Composite future draws ever closer
Ongoing research into new composite materials is expected to yield major enhancements in performance, weight and cost for the aerospace industry in the coming years. New ways of laying up carbon fiber, such as weaving, are already enabling more complex shapes. Thermoplastic resins are making manufacturing easier, and the practice of integrating several functions into one part is reducing part counts.
“Woven composites account for a large part of the composites’ future,” said Nicolas Carrère, a research engineer with French agency Onera. Instead of being aligned, fibers are spun together into strands. The diameter of one fiber measures close to 10 microns, while that of a strand is roughly one millimeter. “You can then weave the strands in three dimensions, which improves impact resistance,” Carrère emphasized, adding that, after molding, the part is very close to its final shape so little further machining is needed. Snecma has tested woven composites in engine fan blades.

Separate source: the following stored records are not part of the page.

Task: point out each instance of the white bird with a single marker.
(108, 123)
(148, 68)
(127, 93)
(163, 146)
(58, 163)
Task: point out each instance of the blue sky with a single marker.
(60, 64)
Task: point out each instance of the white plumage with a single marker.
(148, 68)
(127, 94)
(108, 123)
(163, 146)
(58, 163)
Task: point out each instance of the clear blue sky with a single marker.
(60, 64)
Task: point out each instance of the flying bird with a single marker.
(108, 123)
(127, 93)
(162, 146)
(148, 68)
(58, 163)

Another way to optimize the use of carbon fibers would be to lay up the plies in only one direction, rather than in multiple directions. Currently, multiple layers of unidirectional plies result in an almost isotropic material. “Having fibers in every direction reassures airframers, but it is not optimal. Instead, plies should be laid up only in the direction that has to withstand forces,” Carrère said. This could immediately yield major weight savings. Structures could be better modeled, making safety margins more accurate, which would trigger further weight savings.
Thermoplastic, as opposed to thermoset, resins are now close to finding an application in airframes. Benoît Sagot-Duvauroux, operations coordinator at the EMC2 competitive hub in France, sees the Airbus A350XWB as the first application for such resins. The new resins have a number of benefits over thermoset resins.

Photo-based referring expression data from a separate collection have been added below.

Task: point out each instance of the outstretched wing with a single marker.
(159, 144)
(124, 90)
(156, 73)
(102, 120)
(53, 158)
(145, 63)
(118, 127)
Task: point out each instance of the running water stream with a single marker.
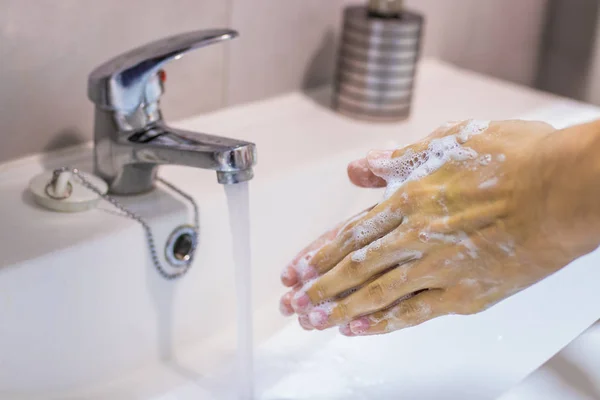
(239, 222)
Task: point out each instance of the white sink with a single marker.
(573, 373)
(84, 314)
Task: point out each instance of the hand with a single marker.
(463, 225)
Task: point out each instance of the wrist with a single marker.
(569, 168)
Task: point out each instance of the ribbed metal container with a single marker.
(377, 64)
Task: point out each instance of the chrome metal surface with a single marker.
(130, 137)
(386, 7)
(377, 62)
(194, 229)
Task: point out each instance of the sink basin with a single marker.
(573, 373)
(85, 315)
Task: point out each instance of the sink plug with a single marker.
(58, 191)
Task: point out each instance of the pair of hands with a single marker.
(462, 226)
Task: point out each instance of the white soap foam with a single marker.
(372, 226)
(485, 159)
(489, 183)
(361, 254)
(413, 166)
(508, 247)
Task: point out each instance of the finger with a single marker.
(377, 295)
(470, 220)
(378, 222)
(285, 304)
(300, 270)
(407, 313)
(305, 323)
(360, 175)
(296, 270)
(357, 268)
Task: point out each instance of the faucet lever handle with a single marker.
(120, 83)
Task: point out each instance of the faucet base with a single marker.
(230, 178)
(133, 179)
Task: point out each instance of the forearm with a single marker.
(571, 175)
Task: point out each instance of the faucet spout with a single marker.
(129, 162)
(131, 140)
(232, 159)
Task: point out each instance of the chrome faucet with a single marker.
(130, 137)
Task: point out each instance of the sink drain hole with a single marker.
(181, 246)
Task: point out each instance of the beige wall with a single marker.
(47, 48)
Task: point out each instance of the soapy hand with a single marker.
(461, 227)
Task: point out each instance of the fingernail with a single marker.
(305, 322)
(288, 276)
(380, 154)
(345, 330)
(359, 326)
(300, 301)
(308, 273)
(284, 308)
(318, 318)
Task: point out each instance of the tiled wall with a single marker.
(47, 48)
(570, 59)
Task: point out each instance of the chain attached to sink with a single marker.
(181, 270)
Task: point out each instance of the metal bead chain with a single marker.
(147, 230)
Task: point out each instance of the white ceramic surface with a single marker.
(84, 315)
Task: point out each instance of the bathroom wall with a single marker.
(47, 48)
(570, 57)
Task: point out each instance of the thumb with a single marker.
(361, 175)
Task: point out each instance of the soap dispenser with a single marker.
(377, 61)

“They have a better impact resistance,” Carrère said. Two parts can be bonded together, whereas as thermosets can only be bolted. Moreover, these resins are recyclable.
Sagot-Duvauroux added that, after they are cured, thermoplastics can have their shape changed. For example, they can be twisted. In addition, they can be used to create a number of different parts.

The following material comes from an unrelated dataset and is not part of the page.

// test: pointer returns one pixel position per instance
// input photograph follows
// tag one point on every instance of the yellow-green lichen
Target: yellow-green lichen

But the new materials are not free from challenges. For instance, manufacturing thermoplastics with a conventional resin transfer molding (RTM) process is tricky. “These resins are difficult to inject,” Carrère explained. In addition, production costs may be higher with thermoplastics. However, Carrère deemed this partly an issue of economy of scale, meaning that the expense associated with them might decrease as their use in production increases.
Sagot-Duvauroux insisted there is a huge potential in making composite parts multifunctional, to decrease the parts count. The idea is to manufacture parts that can perform several functions. Designers have to change the way they think, Sagot-Duvauroux said. So far there has been one part per function. Now, one part can integrate more than one function. For example, a piece of furniture can also be a stiffener. In addition, one cabin component could have a water duct integrated. Or wires could be sunk into the matrix.
Nonetheless, composites remain more expensive than metal alloys. Even so, a multifunction composite part can be cheaper than a conventional subassembly. “The parts count can be reduced from 25 to three or four, for example,” Sagot-Duvauroux claimed.
The resulting cost reduction is very difficult to assess, however. “The processes are so different that airframers may only have a rough idea of multifunction composite part’s contribution to cost cutting,” Sagot-Duvauroux explained.
Finally, in terms of multifunctionality, adding properties to the material could save weight. For example, electric conductivity relies on mesh or expanded metallic foil embedded in composite panels. “Having conductive particulates or carbon nanotubes in the matrix would be lighter and cheaper,” Carrère said.